Design your Data pipelines in Azure Data Factory to load data into Azure Database for MySQL

Former Employee

Sep 11, 2019

One of the core value propositions for running your MySQL databases in a fully managed service like Azure Database for MySQL is richer native integrations with Azure services in the cloud ecosystem. Today, we are happy to announce that Azure Database for MySQL is now a supported sink destination in Azure Data Factory. Azure Data Factory is a fully managed data integration service that allows you to create data-driven workflows in a code free visual environment in Azure for orchestrating and automating data movement and data transformation.

Azure Data Factory supports 80+ data sources collectively across Azure, on-premises, multi-cloud and SaaS platforms orchestrating secure data transfer. Azure Database for MySQL which is running the community edition of open source MySQL is a preferred relational data store for customers looking for reliable, low cost and secure open data platform. Azure Database for MySQL as a supported target destination for data movement is of one of the top requested features from customers. The native integration of Azure Data Factory with Azure Database for MySQL unlocks many possible hybrid scenarios and multi-cloud architectures. You can now leverage Azure Data factory for secure one-time data movement or running continuous data pipelines which loads data into Azure Database for MySQL from disparate data sources running on-premises, in Azure, SaaS platforms or other cloud providers for analytics and reporting.

Copy Data into Azure Database for MySQL

In Azure Data Factory, you can use the Copy activity to copy data among data stores located on-premises and in the cloud. After you copy the data, you can use other activities to further transform and analyze it as described here. If you want to copy the data from file system or cloud-based object stores, the copy activity can also read from files in these formats:

Text
JSON
Avro
ORC
Parquet

For up-to-date information on the supported data sources and file formats, please refer to the documentation.

At a high level, to use the Copy activity in Azure Data Factory, you need to:

Create linked services for the source data store and the sink data store. Linked services are much like connection strings, which define the connection information that's needed for Azure Data Factory to connect to external resources.
Create datasets for the source and sink. Datasets define the schema, table name, or filename in linked services created in previous step, where the data can be sourced or targeted for copy activity.
Create a pipeline with the Copy activity. In the step you map the source, sink datasets created in previous step and do the column mapping to ensure there are no data conversion errors.

For latest up to date information on the Copy activity, please refer to the documentation.

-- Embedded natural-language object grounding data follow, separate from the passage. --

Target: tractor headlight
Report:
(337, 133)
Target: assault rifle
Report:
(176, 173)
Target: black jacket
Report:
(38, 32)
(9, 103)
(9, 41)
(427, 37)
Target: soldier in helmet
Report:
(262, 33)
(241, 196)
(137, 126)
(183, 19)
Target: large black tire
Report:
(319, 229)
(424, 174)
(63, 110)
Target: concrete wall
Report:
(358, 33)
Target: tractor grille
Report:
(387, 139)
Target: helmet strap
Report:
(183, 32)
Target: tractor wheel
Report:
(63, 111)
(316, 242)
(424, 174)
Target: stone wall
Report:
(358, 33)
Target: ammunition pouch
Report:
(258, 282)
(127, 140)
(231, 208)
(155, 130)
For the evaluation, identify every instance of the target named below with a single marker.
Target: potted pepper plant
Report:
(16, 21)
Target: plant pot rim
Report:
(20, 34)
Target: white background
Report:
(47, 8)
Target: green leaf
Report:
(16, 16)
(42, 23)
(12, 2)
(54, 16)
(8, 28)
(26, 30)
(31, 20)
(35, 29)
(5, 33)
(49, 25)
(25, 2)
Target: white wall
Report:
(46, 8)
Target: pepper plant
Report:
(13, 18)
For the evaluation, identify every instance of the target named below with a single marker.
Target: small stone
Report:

You can author and run a copy activity data pipeline in Azure Data Factory using the following toolchains

In this blog post, we will walk through the Azure portal UI experience. Once you create the Azure Data Factory service via the portal using the steps mentioned in the QuickStart documentation, you will see the “Let’s get started” page as shown below. On the Let's get started page, switch to the Author tab in the left panel.

Create Linked Services

After clicking on the Author tab, you create the Linked Service by clicking on Connections and select the New button on the toolbar as mentioned in the documentation and shown below. For Azure Database for MySQL service, you need to provide the server name, port, database name, username and password for user with permissions to connect to the Azure Database for MySQL server and perform schema discovery, read and write data to the table. In this step, you will define the connections for source and target linked services.

Create Datasets

In this procedure, you create two datasets for source and target by clicking on the ‘+’ (plus) sign and selecting Datasets as per the documentation. Under Connections tab, you map it to the Azure Database for MySQL Linked Service defined in previous step by selecting it from the dropdown. Next, you identify the destination table to load data in Azure Database for MySQL server as shown below.

Create a Pipeline

In this step, you create a pipeline for data movement and transformation by clicking on ‘+’ (plus) sign and selecting Pipeline as per the documentation. In the pipeline, map the source datasets and the sink datasets created in the previous step and perform column mapping to ensure there are no data conversion errors moving from source to target as shown below.

Finally, once the pipeline is defined and created, click Validate on the toolbar above the canvas to validate pipeline settings. Confirm that the pipeline has been successfully validated. To close the validation output, select the >> (right arrow) button.

Debug and Run the Pipeline

After validation, on the pipeline toolbar above the canvas, click Debug to trigger a test run. You can see the status of the pipeline run on the Output tab of the pipeline settings at the bottom.

Once the data pipeline run is successful, you can deploy the pipeline and trigger the run manually or on a schedule. To monitor the pipeline runs, you can switch to Monitor tab on the left and use the Refresh button to refresh the list as shown below.

Getting Started

We encourage you to get started by creating a Data pipeline using one of the preferred toolchains bringing data from disparate data sources into Azure Database for MySQL as a destination target.